Organise your work with workspaces
Keep each project's context clean with separate workspaces
A single giant pile of documents makes answers vague — the model has to guess which of fifty papers you mean. AnythingLLM solves this with workspaces: each workspace containerises its own documents into a separate thread, so the context for one project never bleeds into another. A workspace for your thesis chapter, another for a side project, another for course reading — each answers only from its own files. This is the organising idea that makes the tool scale past a handful of PDFs.
- 1 Create two more workspaces for two genuinely different parts of your work — e.g.
thesis-methodsandjournal-club. - 2 Load the relevant documents into each, keeping them separate. A paper that belongs to both can be uploaded to both — workspaces are independent.
- 3 Ask the same question in both, e.g.
What is the most common statistical method used here?— the answers differ because each workspace sees only its own documents. - 4 Use threads within a workspace.

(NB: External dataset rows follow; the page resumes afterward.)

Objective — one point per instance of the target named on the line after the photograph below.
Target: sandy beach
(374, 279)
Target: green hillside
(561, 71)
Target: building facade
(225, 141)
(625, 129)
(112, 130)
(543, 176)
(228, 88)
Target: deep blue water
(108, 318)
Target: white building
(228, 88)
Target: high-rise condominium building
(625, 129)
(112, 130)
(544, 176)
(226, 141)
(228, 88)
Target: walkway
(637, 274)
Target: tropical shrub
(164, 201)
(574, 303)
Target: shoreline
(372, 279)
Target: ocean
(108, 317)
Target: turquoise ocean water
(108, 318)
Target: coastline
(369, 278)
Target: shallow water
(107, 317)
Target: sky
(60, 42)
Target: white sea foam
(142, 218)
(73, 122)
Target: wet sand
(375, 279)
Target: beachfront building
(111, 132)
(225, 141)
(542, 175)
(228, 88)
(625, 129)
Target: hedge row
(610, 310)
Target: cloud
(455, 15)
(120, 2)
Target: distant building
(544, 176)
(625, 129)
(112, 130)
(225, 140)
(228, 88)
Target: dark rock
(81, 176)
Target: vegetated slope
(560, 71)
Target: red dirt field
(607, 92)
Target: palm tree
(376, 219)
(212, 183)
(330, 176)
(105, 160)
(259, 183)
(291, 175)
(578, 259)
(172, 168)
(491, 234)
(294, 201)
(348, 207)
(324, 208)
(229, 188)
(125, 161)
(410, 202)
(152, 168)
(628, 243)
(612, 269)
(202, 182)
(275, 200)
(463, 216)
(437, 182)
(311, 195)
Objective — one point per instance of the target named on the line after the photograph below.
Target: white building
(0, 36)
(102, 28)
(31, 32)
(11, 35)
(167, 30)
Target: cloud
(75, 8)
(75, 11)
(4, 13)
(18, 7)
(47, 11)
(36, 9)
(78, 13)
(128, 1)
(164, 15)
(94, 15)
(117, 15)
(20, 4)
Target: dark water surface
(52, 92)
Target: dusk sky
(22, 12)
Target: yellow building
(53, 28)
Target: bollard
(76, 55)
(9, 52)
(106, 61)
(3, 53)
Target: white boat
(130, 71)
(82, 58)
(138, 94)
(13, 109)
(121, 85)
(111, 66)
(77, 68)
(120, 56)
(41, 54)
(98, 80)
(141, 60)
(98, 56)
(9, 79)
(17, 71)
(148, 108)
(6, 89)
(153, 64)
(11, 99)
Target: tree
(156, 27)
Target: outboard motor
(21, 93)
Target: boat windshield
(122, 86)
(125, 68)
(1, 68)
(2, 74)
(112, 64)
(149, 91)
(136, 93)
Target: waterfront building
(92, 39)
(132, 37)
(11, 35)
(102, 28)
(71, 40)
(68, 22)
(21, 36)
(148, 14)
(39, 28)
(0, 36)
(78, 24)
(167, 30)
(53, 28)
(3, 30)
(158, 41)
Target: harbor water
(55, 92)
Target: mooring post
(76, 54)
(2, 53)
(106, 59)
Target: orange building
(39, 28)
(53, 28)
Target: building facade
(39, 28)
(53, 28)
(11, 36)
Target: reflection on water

Inside one workspace, start a 'New Thread' for a distinct line of questioning so a long conversation does not muddy a fresh one — the documents stay shared across threads.
- 5 Glance at the sidebar: workspaces are your top-level folders, threads are conversations inside them. That two-level structure is how you keep many projects tidy in one app.
You have at least three workspaces, each scoped to its own documents, and you saw the same question produce workspace-specific answers.
Design a workspace layout for your whole research life
A little structure up front saves hours later. The goal is a deliberate map of which workspace holds what, so you always know where to ask.
Sketch and create a small set of workspaces that covers your current projects, load the right documents into each, and write a one-line rule for what goes where.
- 1 List your current active projects or reading streams (aim for 3–5).
- 2 Create one workspace per stream and give each a clear, specific name.
- 3 Load each workspace with only the documents that belong to it.
- 4 Write a one-line rule per workspace describing what belongs in it, so future uploads land in the right place.
Three to five named workspaces, each with its documents loaded, plus a one-line 'what goes here' rule for each.